= Reggie Washington =

American jazz bassist (born 1962)

Reginald Reuben Washington (born July 28, 1962 in New York City) is an American jazz bassist. He is the brother of drummer Kenny Washington.

Reggie and his brother Kenny played percussion instruments as The Washington Brothers from age seven. Soon after, Reggie took up cello and then both electric and double-bass. He began playing professionally as a bassist in the early 1980s, with Chico Hamilton for much of that decade, as well as with Ronald Shannon Jackson, Carlos Ward, Jean-Paul Bourelly, and Clyde Criner.

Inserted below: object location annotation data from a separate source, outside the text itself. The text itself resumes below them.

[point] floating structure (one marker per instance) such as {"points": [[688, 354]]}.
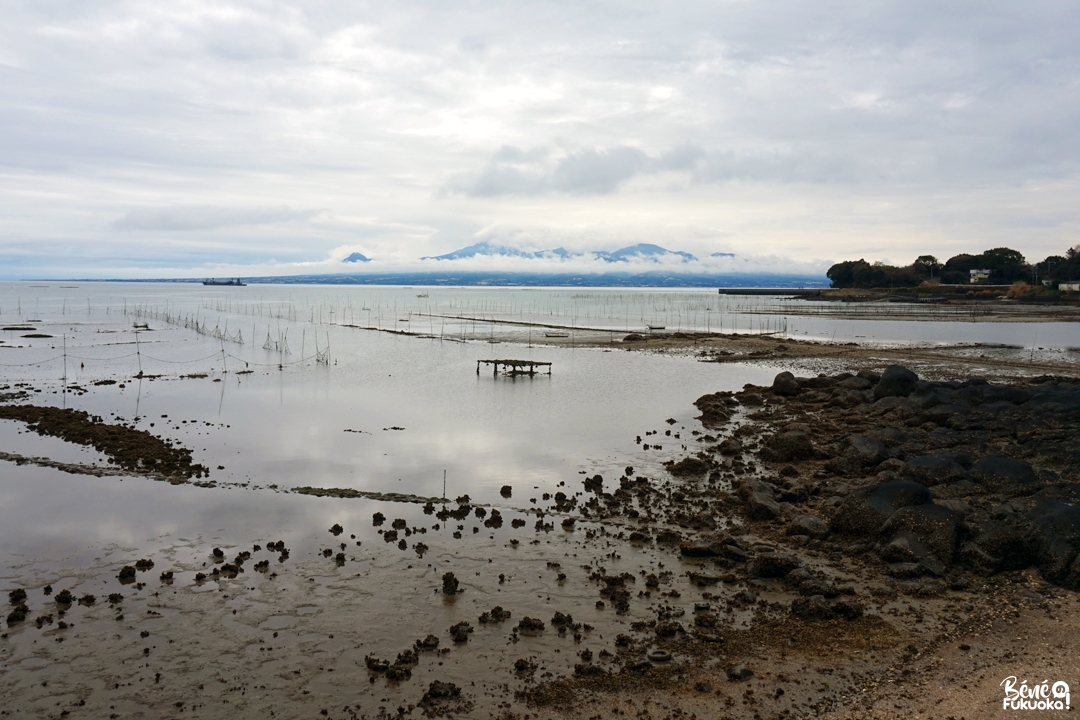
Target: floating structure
{"points": [[514, 367]]}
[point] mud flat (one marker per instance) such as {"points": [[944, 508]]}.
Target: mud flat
{"points": [[867, 544]]}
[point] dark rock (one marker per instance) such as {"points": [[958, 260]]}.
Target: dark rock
{"points": [[730, 446], [934, 470], [866, 450], [998, 472], [588, 670], [773, 565], [459, 633], [935, 527], [449, 583], [688, 466], [785, 384], [811, 608], [530, 625], [864, 511], [792, 446], [848, 609], [760, 506], [808, 525], [740, 673], [1055, 535], [896, 381], [701, 549], [496, 614]]}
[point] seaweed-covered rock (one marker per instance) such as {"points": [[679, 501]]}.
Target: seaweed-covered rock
{"points": [[791, 446], [1002, 473], [785, 384], [896, 381], [864, 511], [808, 525], [773, 565], [450, 584], [934, 526]]}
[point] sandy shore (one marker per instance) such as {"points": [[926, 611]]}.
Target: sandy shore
{"points": [[658, 596]]}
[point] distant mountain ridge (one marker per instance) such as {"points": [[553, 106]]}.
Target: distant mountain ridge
{"points": [[640, 250]]}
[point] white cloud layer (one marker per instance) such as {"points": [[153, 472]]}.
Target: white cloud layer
{"points": [[183, 138]]}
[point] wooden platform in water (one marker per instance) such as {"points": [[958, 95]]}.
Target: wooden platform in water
{"points": [[514, 367]]}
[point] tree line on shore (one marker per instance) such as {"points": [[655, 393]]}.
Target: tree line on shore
{"points": [[1004, 266]]}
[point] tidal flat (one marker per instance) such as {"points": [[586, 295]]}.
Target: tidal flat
{"points": [[203, 512]]}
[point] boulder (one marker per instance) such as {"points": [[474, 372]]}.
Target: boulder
{"points": [[864, 511], [785, 384], [812, 608], [896, 381], [865, 450], [934, 470], [773, 565], [1055, 537], [730, 447], [808, 525], [1002, 473], [761, 506], [933, 526], [792, 446], [1004, 547]]}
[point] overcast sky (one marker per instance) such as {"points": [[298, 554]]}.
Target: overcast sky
{"points": [[189, 138]]}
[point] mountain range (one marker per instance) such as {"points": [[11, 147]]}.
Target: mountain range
{"points": [[642, 250]]}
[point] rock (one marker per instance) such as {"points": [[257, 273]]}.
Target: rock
{"points": [[864, 511], [459, 633], [935, 527], [865, 450], [760, 506], [449, 584], [848, 609], [896, 381], [792, 446], [1001, 473], [688, 466], [904, 547], [811, 608], [740, 673], [1006, 548], [808, 525], [530, 625], [1055, 535], [440, 691], [934, 470], [785, 384], [730, 447], [701, 549], [714, 409], [773, 565]]}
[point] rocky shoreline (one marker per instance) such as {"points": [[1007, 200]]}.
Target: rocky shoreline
{"points": [[822, 546]]}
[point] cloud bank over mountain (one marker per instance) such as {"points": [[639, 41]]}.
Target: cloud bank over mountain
{"points": [[153, 140]]}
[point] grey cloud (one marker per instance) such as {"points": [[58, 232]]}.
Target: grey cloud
{"points": [[180, 218]]}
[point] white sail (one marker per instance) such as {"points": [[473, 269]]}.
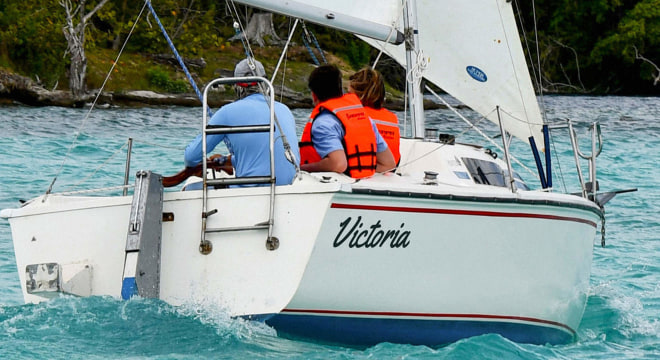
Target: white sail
{"points": [[473, 52], [373, 19]]}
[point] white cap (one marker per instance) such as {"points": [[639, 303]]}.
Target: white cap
{"points": [[243, 68]]}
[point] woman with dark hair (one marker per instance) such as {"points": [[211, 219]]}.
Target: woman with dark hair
{"points": [[369, 86]]}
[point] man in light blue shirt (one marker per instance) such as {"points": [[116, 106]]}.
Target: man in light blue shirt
{"points": [[250, 153]]}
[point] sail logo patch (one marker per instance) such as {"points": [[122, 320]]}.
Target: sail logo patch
{"points": [[476, 73]]}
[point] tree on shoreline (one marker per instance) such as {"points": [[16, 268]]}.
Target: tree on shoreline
{"points": [[74, 32]]}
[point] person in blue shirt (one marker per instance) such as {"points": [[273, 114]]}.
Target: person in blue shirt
{"points": [[250, 154]]}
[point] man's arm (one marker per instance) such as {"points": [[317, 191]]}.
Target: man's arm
{"points": [[385, 161], [334, 161]]}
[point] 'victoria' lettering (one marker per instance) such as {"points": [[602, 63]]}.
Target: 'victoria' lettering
{"points": [[359, 235]]}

In the 1990s, Washington worked with Steve Coleman, Gene Lake, Branford Marsalis (in Buckshot LeFonque), Marvin "Smitty" Smith, Andy Milne, Don Byron, David Gilmore, Oliver Lake, Marc Ledford, Joseph Bowie, Cassandra Wilson, Ronnie Cuber, Greg Osby, and Uri Caine. He has also recorded as a leader on various projects such as Reuben's Bass Choir, a group consisting of several basses and a drummer. In the 2000s he continued performing with Bourelly and Oliver Lake, as well as with Me'Shell Ndegeocello, among others. Washington can be heard as a sideman on over a hundred recordings, including the releases Hard Groove and Distractions (The RH Factor album) from Roy Hargrove's project The RH Factor.